Encoding is not an easy issue with ruby - I guess by default it uses the
default enconding of your environment.  But you can specify certain
(Japanese) encodings with command line option -K.  HTH

Kind regards

    robert
nobu (Guest)
on 2005-11-29 17:37
(Received via mailing list)
Hi,

At Wed, 30 Nov 2005 00:17:29 +0900,
Robert K. wrote in [ruby-talk:167988]:
> > I'm still quite new to ruby, but have written a simple code generator.
> > The generator opens some files and combines them to a new one. The
> > resulting file is encoded as iso-8859-1, but it looks like ruby writes
> > an UTF-8 Markter to the beginning of the file. Is that possible?
>
> What's an UTF-8 marker?  I know only two byte UTF-16 marker but AFAIK
> there is no marker for UTF-8.  Did I miss something?

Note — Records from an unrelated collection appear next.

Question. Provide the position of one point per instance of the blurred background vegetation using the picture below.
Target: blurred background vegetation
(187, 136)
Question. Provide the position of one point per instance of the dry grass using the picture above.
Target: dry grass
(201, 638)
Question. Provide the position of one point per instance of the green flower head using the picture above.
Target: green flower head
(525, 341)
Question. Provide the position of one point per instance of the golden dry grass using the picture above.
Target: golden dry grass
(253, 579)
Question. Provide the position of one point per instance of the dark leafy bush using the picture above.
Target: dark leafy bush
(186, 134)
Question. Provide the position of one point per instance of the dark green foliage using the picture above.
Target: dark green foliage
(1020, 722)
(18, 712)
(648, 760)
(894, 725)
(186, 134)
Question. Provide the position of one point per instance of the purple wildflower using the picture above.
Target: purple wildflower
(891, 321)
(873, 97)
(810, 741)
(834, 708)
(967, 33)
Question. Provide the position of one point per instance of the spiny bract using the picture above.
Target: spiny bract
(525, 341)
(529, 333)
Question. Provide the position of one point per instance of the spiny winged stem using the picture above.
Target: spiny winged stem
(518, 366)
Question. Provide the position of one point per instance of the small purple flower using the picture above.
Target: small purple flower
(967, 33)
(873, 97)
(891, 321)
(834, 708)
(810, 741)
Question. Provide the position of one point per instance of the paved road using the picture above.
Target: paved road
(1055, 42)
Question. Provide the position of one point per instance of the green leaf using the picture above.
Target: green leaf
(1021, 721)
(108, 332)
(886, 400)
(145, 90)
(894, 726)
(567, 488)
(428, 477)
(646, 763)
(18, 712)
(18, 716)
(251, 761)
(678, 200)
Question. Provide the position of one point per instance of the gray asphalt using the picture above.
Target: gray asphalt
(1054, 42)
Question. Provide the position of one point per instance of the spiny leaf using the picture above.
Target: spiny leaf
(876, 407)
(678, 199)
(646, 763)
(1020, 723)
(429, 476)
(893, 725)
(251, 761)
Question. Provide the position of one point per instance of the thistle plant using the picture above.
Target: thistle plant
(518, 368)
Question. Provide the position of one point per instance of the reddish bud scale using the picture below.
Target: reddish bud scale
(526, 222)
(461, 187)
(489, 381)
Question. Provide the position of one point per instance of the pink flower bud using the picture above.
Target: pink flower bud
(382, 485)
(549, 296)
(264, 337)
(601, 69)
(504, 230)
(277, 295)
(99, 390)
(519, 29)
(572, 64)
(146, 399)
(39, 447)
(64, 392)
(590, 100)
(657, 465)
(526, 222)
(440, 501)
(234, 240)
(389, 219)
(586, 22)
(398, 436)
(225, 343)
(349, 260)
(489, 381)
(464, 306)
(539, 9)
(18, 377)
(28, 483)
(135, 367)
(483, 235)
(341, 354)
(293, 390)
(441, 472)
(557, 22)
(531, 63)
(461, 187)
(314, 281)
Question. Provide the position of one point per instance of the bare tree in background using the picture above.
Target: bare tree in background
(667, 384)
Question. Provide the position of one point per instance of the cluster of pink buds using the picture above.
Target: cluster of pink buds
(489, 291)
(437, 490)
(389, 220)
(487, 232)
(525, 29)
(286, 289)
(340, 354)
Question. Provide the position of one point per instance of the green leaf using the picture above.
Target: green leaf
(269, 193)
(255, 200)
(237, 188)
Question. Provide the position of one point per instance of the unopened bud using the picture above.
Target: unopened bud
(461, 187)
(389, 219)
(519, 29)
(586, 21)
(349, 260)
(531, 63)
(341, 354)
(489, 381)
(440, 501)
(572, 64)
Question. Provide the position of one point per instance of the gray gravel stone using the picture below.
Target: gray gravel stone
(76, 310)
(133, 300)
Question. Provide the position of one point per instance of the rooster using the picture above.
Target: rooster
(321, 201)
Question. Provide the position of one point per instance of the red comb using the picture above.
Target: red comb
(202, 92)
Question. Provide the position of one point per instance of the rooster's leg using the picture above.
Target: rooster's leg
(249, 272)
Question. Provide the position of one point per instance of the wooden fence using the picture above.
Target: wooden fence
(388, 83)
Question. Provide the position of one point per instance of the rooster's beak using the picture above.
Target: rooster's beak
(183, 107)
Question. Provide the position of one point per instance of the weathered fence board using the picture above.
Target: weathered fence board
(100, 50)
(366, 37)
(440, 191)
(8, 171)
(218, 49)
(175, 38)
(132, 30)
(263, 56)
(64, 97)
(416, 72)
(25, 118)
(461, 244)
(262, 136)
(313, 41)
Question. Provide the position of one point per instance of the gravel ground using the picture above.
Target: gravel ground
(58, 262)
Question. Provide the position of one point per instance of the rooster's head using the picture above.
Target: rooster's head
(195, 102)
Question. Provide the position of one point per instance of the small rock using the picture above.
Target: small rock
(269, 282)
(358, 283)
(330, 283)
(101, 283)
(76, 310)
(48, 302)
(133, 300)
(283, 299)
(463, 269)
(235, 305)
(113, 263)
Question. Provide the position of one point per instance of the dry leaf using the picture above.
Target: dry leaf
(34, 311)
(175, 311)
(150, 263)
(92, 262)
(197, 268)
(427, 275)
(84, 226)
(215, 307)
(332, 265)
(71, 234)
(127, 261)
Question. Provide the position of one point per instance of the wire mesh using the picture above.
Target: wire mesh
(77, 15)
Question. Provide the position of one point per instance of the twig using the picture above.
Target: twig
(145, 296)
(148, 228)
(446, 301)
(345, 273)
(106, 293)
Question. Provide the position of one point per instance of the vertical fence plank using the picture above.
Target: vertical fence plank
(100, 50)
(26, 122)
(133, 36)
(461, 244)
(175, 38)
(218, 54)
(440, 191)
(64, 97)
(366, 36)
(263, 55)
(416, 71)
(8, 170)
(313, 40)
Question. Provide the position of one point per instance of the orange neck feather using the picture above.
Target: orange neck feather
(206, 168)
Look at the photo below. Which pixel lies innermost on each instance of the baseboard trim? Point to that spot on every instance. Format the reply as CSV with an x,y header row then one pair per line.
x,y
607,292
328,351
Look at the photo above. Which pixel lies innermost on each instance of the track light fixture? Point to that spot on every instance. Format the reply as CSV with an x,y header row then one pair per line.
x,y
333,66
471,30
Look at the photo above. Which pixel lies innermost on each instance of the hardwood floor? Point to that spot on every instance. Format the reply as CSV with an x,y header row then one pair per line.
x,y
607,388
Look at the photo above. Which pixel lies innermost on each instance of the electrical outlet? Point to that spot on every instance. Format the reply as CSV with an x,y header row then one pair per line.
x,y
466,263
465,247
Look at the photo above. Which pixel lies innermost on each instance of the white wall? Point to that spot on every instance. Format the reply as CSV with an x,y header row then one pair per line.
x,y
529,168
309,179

It would be UTF-8 encoded BOM, but ruby itself never write it
automatically.

> > How can I tell ruby which encoding to use, if I write to textfiles?

Can't you show the code?
achim.domma (Guest)
on 2005-11-29 20:56
(Received via mailing list)
removed_email_address@domain.invalid wrote:

> It would be UTF-8 encoded BOM, but ruby itself never write it
> automatically.
[...]
> Can't you show the code?

Trying to reproduce the problem in a smaller example, I figured out,
that I'm reading the BOM from one of my source files. Sorry for the
confusion. I'm doing something like:

File.open("target","w") do |target|
     File.open("source","r") do |source|
         source.each_line do |line|
             ... some processing ...
             target.write(line)
         end
      end
end


source seems to contain the BOM and it is writen to target. Any hint on
how to strip the BOM?

regards,
Achim
alex (Guest)
on 2005-11-29 21:36
(Received via mailing list)
> I'm doing something like:
>
> File.open("target","w") do |target|
>     File.open("source","r") do |source|
>         source.each_line do |line|
>             ... some processing ...
>             target.write(line)
>         end
>      end
> end

Have you looked at 'iconv' in the standard library?

http://www.ruby-doc.org/stdlib/libdoc/iconv/rdoc/c...

Assuming all your input files were ISO-8859-1, and you wanted your
output file in UTF-8, your example might look something like (untested):

File.open("target","w") do |target|
  Iconv.open('UTF-8', 'ISO-8859-1') do | converter |
    File.open("source","r") do |source|
      source.each_line do |line|
        # ... some processing ...
        target.write( converter.iconv(line) )
      end
    end
    target << converter.iconv(nil)
  end
end

Iconv should deal with BOMs, stripping them out or adding them in where
necessary. I'm not sure if it will complain if it finds a BOM mid-stream
(as you open your second and subsequent input file) - if so you could
just instantiate a new Iconv to deal with each input.

HTH
alex
This topic is locked and can not be replied to.